Susan Chalker Browne
Illustrator:  Mel D'Souza 
For ages 7 to 9
Creative Book Publishing, 2003   ISBN: 978-1894294638

It is a windy day on Cape Spear, Newfoundland. Ellen Cantrell's father is the lighthouse keeper on the Cape and it soon becomes clear that his services may be needed, for a northeaster may be on the way. Two ships lie off the island, anchored and hoping that a gale isn't going to blow them onto the deadly sharp rocks offshore. Soon Ellen's family is preparing for all possibilities, including possibly having to care for the crews of the two ships. As they go about their jobs the family tells Tom, Ellen's visiting cousin, about famous gales that have hit Cape Spear and how the family coped with the terrific storms that shook their home and that made the seas around them rage. Tom goes to school in St. John and is visiting the Cantrell family to tell Ellen about school life. Ellen's parents want her to go to the girl's school there but Ellen herself loves her life on Cape Spear and doesn't want to leave.

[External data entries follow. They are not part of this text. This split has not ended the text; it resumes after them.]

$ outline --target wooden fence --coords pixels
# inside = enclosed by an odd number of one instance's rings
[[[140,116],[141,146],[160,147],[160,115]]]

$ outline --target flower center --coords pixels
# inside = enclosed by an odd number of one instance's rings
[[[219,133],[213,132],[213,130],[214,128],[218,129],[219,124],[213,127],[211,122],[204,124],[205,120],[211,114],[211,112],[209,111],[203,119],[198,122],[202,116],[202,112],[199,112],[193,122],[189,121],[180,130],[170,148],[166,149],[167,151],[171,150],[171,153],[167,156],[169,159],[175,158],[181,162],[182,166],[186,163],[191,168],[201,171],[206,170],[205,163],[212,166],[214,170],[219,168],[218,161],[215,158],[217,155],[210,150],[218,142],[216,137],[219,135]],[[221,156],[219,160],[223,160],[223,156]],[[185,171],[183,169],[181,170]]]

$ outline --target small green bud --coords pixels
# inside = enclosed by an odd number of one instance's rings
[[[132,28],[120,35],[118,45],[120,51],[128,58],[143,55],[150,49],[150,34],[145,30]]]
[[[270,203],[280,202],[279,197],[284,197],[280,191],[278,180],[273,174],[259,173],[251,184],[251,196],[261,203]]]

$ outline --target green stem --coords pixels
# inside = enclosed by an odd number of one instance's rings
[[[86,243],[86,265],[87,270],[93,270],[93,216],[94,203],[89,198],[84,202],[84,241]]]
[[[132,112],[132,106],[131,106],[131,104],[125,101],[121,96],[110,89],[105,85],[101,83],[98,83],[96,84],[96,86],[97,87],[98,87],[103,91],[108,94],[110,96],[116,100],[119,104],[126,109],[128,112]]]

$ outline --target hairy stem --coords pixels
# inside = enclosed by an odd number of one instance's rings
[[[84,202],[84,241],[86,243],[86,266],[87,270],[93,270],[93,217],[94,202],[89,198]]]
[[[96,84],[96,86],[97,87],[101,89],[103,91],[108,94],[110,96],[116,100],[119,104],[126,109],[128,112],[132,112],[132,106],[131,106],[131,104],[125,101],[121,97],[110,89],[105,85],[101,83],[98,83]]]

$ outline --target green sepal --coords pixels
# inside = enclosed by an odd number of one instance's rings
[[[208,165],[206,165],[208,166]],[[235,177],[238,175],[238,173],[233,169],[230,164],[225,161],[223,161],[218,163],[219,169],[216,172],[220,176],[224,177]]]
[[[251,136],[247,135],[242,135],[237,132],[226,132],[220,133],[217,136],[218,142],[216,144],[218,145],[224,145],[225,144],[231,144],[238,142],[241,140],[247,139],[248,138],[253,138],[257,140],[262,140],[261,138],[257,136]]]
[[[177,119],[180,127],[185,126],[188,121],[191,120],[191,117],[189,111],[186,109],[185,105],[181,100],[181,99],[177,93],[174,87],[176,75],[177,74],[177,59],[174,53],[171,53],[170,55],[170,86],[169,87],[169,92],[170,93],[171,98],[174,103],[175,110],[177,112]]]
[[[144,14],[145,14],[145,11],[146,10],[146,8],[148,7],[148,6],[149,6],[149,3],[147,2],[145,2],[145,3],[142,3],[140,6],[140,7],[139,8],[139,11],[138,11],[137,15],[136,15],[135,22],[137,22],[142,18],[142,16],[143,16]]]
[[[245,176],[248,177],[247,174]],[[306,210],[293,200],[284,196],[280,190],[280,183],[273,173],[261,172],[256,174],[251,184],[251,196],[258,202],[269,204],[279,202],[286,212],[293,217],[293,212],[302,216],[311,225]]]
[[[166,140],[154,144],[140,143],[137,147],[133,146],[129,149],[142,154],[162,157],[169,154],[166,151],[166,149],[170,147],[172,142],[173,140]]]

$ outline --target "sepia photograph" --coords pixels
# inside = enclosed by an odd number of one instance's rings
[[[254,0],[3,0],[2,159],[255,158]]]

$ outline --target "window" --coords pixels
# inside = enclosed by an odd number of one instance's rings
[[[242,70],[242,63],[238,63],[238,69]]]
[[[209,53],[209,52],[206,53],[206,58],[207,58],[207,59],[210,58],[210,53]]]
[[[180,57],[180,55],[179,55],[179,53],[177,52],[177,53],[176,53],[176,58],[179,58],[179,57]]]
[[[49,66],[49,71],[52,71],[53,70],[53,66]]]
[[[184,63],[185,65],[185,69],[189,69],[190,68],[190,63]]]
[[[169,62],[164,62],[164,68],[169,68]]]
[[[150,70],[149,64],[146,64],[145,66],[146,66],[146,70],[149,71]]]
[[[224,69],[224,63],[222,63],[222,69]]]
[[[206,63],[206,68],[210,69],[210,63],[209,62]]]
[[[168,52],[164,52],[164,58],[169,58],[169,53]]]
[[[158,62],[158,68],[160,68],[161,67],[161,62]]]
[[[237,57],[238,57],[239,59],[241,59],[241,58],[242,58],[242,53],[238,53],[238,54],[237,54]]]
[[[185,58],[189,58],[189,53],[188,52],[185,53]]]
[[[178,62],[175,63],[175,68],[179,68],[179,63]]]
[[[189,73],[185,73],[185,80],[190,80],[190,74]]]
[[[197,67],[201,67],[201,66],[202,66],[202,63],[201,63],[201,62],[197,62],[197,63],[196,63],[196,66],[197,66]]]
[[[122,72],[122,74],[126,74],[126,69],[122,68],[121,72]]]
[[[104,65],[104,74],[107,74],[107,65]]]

Tom learns about the bravery of his uncle, aunt, and their children and then he sees them dealing with a crisis that is truly terrifying. One of the ships offshore is dragging its anchors and is coming ashore. The Salmah will surely end up on the rocks and if it does Ellen and her family will be needed to rescue and care for the sailors.

Based on the story of a real family who lived at Cape Spear in 1861, ""At Ocean's Edge"" is a thrilling read. The author skillfully takes us into the world and lives of the Cantrell family by combining tales from the history of Cape Spear and the story of Ellen's own reluctance to leave her harsh home. It is hard to imagine living in a time when there were no radios or other technology that would have made all the difference to the sailors who plied the waters around Newfoundland. Instead these remarkable people relied on their own courage skills, and determination to help seafarers in distress.

At the end of the book the reader will find an interesting author's note which discusses the historical nature of her book.